He took Wex, the Frey boy, and Gynir Rednose to search upstream. He and Wex rode on one side of the brook, Rednose and Walder Frey on the other, each with a pair of hounds. The wolves might have come out on either bank. Theon kept an eye out for tracks, spoor, broken branches, any hint as to where the direwolves might have left the water. He spied the prints of deer, elk, and badger easily enough. Wex surprised a vixen drinking at the stream, and Walder flushed three rabbits from the underbrush and managed to put an arrow in one. They saw the claw marks where a bear had shredded the bark of a tall birch. But of the direwolves there was no sign.

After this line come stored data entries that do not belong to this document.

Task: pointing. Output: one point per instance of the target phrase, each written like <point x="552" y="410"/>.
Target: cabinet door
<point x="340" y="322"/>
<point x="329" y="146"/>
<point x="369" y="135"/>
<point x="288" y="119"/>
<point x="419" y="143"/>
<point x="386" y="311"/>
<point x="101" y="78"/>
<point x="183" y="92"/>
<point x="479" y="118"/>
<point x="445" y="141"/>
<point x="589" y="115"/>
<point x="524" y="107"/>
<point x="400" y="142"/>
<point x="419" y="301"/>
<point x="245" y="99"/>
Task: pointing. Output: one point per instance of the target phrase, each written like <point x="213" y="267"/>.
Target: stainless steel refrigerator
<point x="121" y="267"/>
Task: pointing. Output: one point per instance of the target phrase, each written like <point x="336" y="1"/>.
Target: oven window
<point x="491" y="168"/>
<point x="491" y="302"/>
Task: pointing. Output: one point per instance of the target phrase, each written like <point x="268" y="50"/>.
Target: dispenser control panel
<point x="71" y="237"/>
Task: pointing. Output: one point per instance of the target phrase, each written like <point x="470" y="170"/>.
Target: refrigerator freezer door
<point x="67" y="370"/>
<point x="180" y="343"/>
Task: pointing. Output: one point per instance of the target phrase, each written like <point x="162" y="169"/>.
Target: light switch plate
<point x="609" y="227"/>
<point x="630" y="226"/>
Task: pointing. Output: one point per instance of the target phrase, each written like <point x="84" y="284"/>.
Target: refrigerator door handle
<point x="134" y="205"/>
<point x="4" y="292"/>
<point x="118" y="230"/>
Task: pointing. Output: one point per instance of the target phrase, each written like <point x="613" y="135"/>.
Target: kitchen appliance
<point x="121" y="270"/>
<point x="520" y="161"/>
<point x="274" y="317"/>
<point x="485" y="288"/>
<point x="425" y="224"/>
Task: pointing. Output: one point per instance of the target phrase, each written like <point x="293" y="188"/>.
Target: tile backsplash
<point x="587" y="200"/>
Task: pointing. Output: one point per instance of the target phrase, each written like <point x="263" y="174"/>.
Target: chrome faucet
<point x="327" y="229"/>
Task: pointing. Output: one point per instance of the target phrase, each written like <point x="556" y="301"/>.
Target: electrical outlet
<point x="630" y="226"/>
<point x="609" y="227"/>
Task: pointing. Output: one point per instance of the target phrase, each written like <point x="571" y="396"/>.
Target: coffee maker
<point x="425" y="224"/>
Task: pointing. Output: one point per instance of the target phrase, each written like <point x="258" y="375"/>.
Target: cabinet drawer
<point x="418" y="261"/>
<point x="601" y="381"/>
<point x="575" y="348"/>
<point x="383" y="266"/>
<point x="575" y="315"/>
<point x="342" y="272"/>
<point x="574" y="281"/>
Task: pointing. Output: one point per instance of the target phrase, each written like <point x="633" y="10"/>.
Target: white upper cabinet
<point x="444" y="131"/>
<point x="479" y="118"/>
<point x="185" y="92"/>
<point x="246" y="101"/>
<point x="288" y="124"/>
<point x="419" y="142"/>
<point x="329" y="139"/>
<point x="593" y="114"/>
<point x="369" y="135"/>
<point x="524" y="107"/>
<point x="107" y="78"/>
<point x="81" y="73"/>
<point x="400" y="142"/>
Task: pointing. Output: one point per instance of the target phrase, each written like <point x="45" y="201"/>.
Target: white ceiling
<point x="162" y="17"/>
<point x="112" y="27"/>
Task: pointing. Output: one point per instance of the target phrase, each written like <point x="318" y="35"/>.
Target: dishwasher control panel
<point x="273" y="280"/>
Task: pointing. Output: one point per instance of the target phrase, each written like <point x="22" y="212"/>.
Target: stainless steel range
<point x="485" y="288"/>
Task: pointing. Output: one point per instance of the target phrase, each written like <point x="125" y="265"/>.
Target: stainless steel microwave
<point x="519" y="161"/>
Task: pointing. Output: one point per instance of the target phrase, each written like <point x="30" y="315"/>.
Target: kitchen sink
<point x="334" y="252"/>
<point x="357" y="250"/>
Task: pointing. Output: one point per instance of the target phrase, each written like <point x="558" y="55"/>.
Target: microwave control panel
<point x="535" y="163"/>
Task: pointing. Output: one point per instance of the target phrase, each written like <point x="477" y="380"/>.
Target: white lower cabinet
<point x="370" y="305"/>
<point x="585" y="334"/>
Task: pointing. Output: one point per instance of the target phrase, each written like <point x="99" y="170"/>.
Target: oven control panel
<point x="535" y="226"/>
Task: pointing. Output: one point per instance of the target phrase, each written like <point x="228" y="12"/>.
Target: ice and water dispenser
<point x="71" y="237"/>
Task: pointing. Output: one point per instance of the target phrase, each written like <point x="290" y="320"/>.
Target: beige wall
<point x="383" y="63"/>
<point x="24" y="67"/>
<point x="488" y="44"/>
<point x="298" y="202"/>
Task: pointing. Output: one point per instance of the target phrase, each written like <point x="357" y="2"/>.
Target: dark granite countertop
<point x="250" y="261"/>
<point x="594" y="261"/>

A little farther, Theon told himself. Past that oak, over that rise, past the next bend of the stream, we’ll find something there. He pressed on long after he knew he should turn back, a growing sense of anxiety gnawing at his belly. It was midday when he wrenched Smiler’s head round in disgust and gave up.
Somehow Osha and the wretched boys were eluding him. It should not have been possible, not on foot, burdened with a cripple and a young child. Every passing hour increased the likelihood that they would make good their escape. If they reach a village… The people of the north would never deny Ned Stark’s sons, Robb’s brothers. They’d have mounts to speed them on their way, food. Men would fight for the honor of protecting them. The whole bloody north would rally around them.
The wolves went downstream, that’s all. He clung to that thought. That red bitch will sniff where they came out of the water and we’ll be after them again.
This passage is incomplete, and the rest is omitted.